Amazon’s deal begins with the 2025-2026 season and is expected to last at least 10 years. The Prime Video streaming service will include regular season and postseason games, with the possibility of conference finals in the future. Financial terms of the deal were not disclosed.
Elsewhere, ESPN, FOX and Warner Bros. on Feb. 6 announced a joint venture to develop and launch a new sports streaming service in the U.S. this fall. The new product will combine content from Disney-owned ESPN, along with TNT and Fox Sports and feature the major U.S. sports leagues, many top college divisions, as well as The Masters, FIFA World Cup, Wimbledon, Formula 1 and more.
Feuds Settled
Disney at the beginning of April won its “distracting” proxy board battle against Trian Fund Management and Blackwells Capital during its annual shareholder meeting. Nelson Peltz’s Trian firm and Blackwells had campaigned for influence over the board.
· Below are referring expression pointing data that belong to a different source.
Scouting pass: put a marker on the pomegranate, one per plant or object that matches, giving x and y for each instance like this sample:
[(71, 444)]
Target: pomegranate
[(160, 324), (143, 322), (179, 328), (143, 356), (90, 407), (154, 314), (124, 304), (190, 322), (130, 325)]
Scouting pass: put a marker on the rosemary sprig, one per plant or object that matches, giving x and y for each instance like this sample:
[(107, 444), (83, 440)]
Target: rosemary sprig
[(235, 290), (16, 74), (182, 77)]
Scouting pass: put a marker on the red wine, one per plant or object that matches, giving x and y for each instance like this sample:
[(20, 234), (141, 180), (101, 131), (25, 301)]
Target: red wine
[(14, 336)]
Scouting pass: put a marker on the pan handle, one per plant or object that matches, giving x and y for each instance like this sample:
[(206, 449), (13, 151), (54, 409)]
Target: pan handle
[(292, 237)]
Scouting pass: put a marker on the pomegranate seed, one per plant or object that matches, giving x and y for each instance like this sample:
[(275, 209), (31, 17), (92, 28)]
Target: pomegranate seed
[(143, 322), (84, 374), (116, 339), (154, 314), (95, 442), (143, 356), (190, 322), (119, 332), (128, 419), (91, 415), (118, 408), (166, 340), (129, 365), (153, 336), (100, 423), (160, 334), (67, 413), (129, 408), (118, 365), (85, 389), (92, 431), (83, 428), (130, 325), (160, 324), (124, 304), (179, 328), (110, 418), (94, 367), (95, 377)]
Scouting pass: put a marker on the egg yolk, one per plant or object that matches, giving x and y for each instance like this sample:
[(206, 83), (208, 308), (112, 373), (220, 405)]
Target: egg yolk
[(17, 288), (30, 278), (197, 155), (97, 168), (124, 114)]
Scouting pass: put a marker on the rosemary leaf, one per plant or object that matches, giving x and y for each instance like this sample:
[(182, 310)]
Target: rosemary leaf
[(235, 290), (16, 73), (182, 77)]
Trian sought to place Peltz on the board, along with former Disney CFO Jay Rasulo. The firm had a target of reaching margins of 15% to 20% by 2027. Blackwells angled to place three of its nominees on the board. The firm also floated the idea of potentially spinning out Disney into three separate, public entities.
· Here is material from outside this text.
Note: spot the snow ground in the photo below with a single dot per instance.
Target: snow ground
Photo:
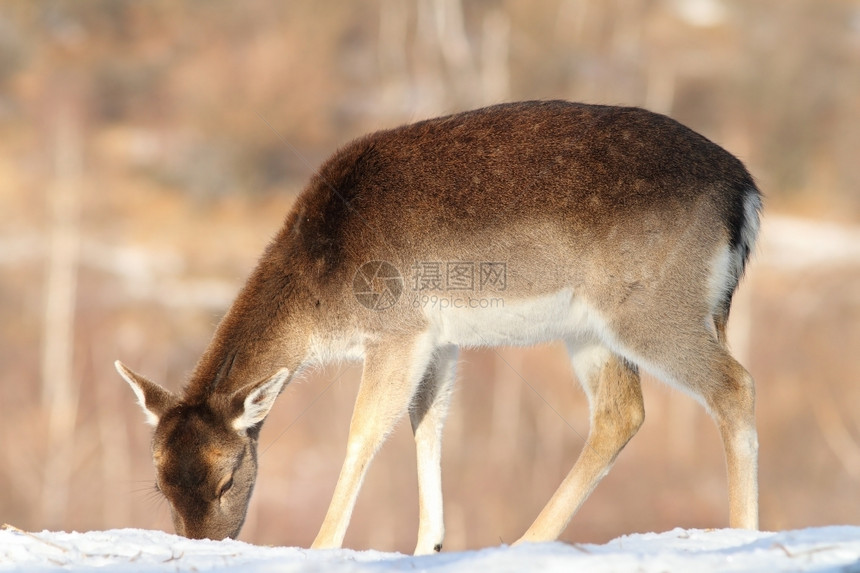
(835, 548)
Elsewhere, Disney and Florida Gov. Ron DeSantis on April 3 reached a settlement agreement regarding the Central Florida Tourism Oversight District, which runs the special tax district where Walt Disney World is located.
The disagreement started over Florida’s 2022 Parental Rights in Education Act, which restricted discussions in classrooms of sexual orientation and gender identity.
Under the settlement, the Central Florida Tourism Oversight District agreed to work with Disney to update the 2020 comprehensive plan. The settlement also included two new DeSantis appointees to the district board. Disney executives indicated they can work with the current structure, NPR reported.
The agreement opens the door for additional theme-park development in Florida. Disney plans to invest $17 billion in Florida over the next decade. The investment is part of a $30 billion spending plan to upgrade its theme parks.
Disney Stock Performance
DIS stock swung 2.3% higher to 116.25 on Monday to push back above its 50-day moving average.
Shares are trading tightly in the bottom half of a five-week flat base with a 123.74 buy point, according to MarketSurge charts.
Monday’s move would offer an early entry, if it weren’t for Disney earnings.
Disney stock is the Dow Jones leader in 2024, up roughly 8%. . American Express (AXP) ranks second with about a 24% advance.